Kadınlara Hukuki Destek Merkezi Derneği'nin (KAHDEM) kurucusu Kayar'a göre, 4320 Sayılı Yasa, aile mahkemesi hakimlerine saldırganın evden uzaklaştırılması anlamına gelen "koruma tedbiri kararı" alma yetkisi verse de savcılıklar başvuruları gereken hızla aile mahkemesine gönderemiyor, aile mahkemesi mesai saatleri dışında çalışmadığı için zamanında karar alınamıyor, karar alınsa da kolluk kararı saldırgana yeterince hızlı tebliğ edemiyor. Ayrıca saldırganın denetlenmesine ilişkin prosedürde de eksiklikler var.
Oysa Türkiye'nin 11 Mayıs'ta ilk imzacısı olduğu "Kadına Yönelik Şiddet ve Aile İçi Şiddetin Önlenmesi ve Bunlarla Mücadeleye Dair Avrupa Konseyi Sözleşmesi", kadına yönelik şiddeti ilk kez açıkça insan hakkı ihlali ve ayrımcılık olarak tanımlıyor. Sözleşme ile imzacı ülkeler, koruma tedbirlerini hayata geçirmekle yükümlü kılınıyor.
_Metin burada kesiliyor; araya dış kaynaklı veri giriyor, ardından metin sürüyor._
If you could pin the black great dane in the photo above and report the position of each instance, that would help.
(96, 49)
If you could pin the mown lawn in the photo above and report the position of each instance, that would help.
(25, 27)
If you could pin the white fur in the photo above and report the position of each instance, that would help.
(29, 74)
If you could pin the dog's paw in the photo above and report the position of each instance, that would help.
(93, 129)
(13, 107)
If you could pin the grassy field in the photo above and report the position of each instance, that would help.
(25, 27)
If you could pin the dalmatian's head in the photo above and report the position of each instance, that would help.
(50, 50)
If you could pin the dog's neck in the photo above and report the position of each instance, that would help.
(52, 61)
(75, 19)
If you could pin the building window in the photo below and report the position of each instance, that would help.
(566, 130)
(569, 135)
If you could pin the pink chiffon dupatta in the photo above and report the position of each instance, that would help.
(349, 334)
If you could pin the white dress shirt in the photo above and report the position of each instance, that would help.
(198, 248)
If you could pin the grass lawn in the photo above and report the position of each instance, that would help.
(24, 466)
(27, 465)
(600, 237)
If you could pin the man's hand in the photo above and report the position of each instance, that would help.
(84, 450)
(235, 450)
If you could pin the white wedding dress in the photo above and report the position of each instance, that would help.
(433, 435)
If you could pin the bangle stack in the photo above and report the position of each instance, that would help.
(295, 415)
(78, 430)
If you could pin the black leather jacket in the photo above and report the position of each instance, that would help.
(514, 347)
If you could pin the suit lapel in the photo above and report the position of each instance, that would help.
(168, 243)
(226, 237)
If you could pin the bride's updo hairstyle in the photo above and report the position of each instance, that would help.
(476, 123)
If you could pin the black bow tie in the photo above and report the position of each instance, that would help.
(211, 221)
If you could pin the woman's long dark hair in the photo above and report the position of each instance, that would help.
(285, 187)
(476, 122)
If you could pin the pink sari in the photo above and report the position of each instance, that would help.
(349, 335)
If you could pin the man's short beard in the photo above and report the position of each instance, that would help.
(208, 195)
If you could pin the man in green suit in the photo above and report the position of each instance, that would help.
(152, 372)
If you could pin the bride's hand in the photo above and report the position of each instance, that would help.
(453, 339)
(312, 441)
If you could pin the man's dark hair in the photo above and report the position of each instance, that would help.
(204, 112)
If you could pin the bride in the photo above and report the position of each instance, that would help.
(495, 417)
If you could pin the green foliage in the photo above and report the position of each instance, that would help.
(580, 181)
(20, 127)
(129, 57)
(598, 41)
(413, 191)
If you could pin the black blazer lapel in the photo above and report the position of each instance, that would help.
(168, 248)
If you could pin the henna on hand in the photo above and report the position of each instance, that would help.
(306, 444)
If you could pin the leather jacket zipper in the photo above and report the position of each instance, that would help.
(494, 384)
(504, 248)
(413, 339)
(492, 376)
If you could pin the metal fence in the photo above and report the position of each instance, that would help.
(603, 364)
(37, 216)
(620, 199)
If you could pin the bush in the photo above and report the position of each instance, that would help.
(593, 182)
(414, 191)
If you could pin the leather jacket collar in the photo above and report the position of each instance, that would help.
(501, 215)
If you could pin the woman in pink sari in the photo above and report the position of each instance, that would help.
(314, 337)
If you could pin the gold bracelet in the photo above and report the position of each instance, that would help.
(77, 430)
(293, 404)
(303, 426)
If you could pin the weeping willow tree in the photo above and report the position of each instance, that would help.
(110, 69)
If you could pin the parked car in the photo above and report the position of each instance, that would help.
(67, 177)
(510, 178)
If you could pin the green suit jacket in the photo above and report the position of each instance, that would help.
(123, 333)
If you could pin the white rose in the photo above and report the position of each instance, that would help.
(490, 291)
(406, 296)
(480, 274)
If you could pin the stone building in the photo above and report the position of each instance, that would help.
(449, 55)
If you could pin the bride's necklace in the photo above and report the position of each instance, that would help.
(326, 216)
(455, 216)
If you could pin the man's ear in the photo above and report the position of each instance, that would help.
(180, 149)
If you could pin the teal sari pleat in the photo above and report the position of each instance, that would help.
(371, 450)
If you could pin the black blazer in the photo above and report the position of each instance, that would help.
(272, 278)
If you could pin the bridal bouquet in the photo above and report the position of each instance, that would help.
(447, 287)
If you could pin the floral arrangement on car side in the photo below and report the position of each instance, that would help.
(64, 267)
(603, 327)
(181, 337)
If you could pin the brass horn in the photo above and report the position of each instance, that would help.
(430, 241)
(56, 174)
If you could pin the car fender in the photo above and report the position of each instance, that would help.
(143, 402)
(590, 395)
Kayar da devletin kadınları şiddetten ve her türlü ayrımcılıktan korumla yükümlü olduğunu vurguluyor. Bundan sonra kadınlar, Birleşmiş Milletler Kadına Yönelik Her Türlü Ayrımcılığın Önlenmesi Sözleşmesi (CEDAW) Komitesi'ne kişisel başvuruda bulunabilir ve inceleme yapılmasını isteyebilir.
Ayşe Paşalı kararı sevindirmişti ama
Ayşe Paşalı'yı defalarca tehdit ettikten sonra sokak ortasında bıçaklayarak öldüren eski kocası İstikbal Yetkin'in "ağırlaştırılmış ömür boyu müebbet"le cezalandırılması, aynı Paşalı gibi kocasından şiddet gördüğü için defalarca polise, jandarmaya ve savcılığa başvuran Hülya Tazegül'ü umutlandırmıştı, ama devlet Paşalı gibi Tazegül'ün yaşama hakkını da koruyamadı.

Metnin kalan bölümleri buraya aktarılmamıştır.